Выписка из протокола № 684

Испытуемый Доля Б. (группа умственно – отсталых медико-педагогической клиники).

Третья серия.

 

№№

Слово

Картинка

Р.

Ошибки репродукции

Речевая реакция

Объяснения испытуемого

1

снег

карта

карта

нет тут

Испытуемый объяснений не дает.

2

обед

цветок

ученье

 

3

лес

кошка

кошка – забыл

 

4

ученье

стол

тоже забыл

 

5

молоток

постель

лес

 

6

одежда

диван

поле

 

7

«поле»

дерево

дорога

 

8

игра

экипаж

лошадь

 

9

птица

трамвай

пионер

 

10

лошадь

корова

позабыл

 

11

дорога

картина

лес

 

12

ночь

гриб

позабыл

 

13

«мышь»

аэроплан

аэроплан

 

14

молоко

стакан

стакан – стул

 

15

стул

грабли

молоток

 

Совершенно иную картину мы имеем у Маруси А. Первое что обращает на себя внимание уже в самом начале экспериментов с ней, – это очень значительный процент объективно правильно произведенных сближений между словами ряда и карточками, т. е. правильный их выбор. Например из протокола № 4, относящегося к первому опыту с запоминанием при помощи картинок, видно, что испытуемая сразу же правильно выбирает к словам карточки: к слову «карандаш» – картинку, изображающую перья; к слову «автомобиль» – рисунок экипажа; к слову «дверь» картинку с изображением дома; к слову «подушка» – кровать и т. п., давая в общем 70 % удачных сближений. Таким образом у этой нашей испытуемой мы уже находим основную предпосылку к развитию опосредствованного запоминания – достаточно развитую элементарно-ассоциативную деятельность, позволяющую установить то сходство или соответствие между словом и карточкой. которое определяет собой выбор последней.

Значит ли это, однако, что наша испытуемая тем самым способна опосредствовать свое запоминание, т. е. что она использует эти устанавливаемые ею связи при воспроизведении слов?
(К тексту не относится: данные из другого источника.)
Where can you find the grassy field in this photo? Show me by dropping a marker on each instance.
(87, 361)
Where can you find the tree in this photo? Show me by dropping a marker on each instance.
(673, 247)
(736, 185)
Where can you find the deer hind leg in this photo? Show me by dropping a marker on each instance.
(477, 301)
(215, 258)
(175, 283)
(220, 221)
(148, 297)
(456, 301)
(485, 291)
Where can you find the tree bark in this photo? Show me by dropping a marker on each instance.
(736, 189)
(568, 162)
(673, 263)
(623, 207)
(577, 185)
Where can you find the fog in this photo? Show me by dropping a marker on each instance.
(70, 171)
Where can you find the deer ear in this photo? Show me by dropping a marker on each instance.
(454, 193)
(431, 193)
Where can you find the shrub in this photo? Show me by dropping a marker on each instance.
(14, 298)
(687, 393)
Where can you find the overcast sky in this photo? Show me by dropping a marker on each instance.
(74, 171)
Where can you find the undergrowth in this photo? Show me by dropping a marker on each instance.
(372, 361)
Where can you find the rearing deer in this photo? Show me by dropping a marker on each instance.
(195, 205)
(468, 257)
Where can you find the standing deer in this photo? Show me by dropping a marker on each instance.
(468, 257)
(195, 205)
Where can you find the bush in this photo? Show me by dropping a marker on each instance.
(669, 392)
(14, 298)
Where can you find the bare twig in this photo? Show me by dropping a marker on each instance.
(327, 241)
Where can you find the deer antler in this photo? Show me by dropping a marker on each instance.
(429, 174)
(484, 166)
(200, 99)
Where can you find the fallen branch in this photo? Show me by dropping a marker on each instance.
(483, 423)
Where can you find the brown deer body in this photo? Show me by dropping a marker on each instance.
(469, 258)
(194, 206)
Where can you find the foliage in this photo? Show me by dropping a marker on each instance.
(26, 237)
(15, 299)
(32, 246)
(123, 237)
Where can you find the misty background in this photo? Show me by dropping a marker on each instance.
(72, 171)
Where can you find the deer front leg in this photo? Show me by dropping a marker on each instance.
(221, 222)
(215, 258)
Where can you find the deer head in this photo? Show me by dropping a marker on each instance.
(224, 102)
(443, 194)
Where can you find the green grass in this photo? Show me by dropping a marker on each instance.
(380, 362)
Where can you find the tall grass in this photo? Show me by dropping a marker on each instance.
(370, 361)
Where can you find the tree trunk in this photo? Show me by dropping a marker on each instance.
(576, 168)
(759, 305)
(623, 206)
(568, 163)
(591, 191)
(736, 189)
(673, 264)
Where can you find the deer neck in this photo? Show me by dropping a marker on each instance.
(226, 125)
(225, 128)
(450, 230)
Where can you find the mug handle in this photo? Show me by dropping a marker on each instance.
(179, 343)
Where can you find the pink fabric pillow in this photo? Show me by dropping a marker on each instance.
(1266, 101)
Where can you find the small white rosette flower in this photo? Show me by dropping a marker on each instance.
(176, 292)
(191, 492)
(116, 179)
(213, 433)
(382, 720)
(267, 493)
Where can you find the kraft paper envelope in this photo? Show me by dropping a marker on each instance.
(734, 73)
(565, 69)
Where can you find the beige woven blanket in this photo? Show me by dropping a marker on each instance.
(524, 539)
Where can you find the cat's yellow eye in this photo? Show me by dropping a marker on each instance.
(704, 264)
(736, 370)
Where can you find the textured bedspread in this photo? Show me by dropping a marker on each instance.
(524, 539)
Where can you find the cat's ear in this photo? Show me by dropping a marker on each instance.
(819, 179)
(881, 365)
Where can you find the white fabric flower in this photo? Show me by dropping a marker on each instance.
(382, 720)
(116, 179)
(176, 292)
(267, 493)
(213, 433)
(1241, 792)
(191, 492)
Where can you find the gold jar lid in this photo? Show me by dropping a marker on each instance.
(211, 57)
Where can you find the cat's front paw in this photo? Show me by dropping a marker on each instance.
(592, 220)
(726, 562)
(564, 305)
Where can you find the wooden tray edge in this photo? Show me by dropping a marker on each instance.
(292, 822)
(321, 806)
Этот вопрос, с которым мы уже сталкивались в анализе материалов нашего первого возрастного среза, является для нас глубоко принципиальным. Иначе его можно было бы формулировать так: достаточно ли, для того чтобы превратить прямое непосредственное запоминание в запоминание опосредствованное наличия одной лишь способности устанавливать ассоциативные связи между двумя отдельными элементами? Если это так, в чем же, говоря принципиально, заключается тогда различие в поведении испытуемого, запоминающего пары слов или слогов по классическому методу «попаданий» («Treffer methode»), и в поведении испытуемого, пользующегося мнемо-техническими знаками? Прежде всего этот последний способ запоминания обязательно предполагает участие в установлении связей элементов прежнего опыта испытуемого; именно поэтому, наоборот, для исследования прямого попарного запоминания с точки зрения «ассоциационных» теорий памяти является с нашей точки зрения гораздо более последовательной методика бессмысленных слов, Однако очевидно, что одного только этого момента еще совершенно недостаточно, для того чтобы запоминание сделалось, опосредствованным: наша испытуемая выбирает карточки совершенно правильно, этот выбор целиком конечно определяется ее опытом, непосредственно участвующим таким образом в процессе и детерминирующим те связи, в которые вступают между собой слова и картинки, но тем не менее это не приводит к увеличению эффективности ее запоминания. Как мы выражали это выше, при анализе данных нашего первого исследование (глава II), карточка здесь оказывается ассоциативно связанной с процессом, но не вошедшей в его структуру в качестве центрального и основного ее элемента. «Память, – говорит П.Жане, – связана в своей деятельности с обратным билетом»[106]. Вот этот-то обратный путь и не возможен для нашей испытуемой.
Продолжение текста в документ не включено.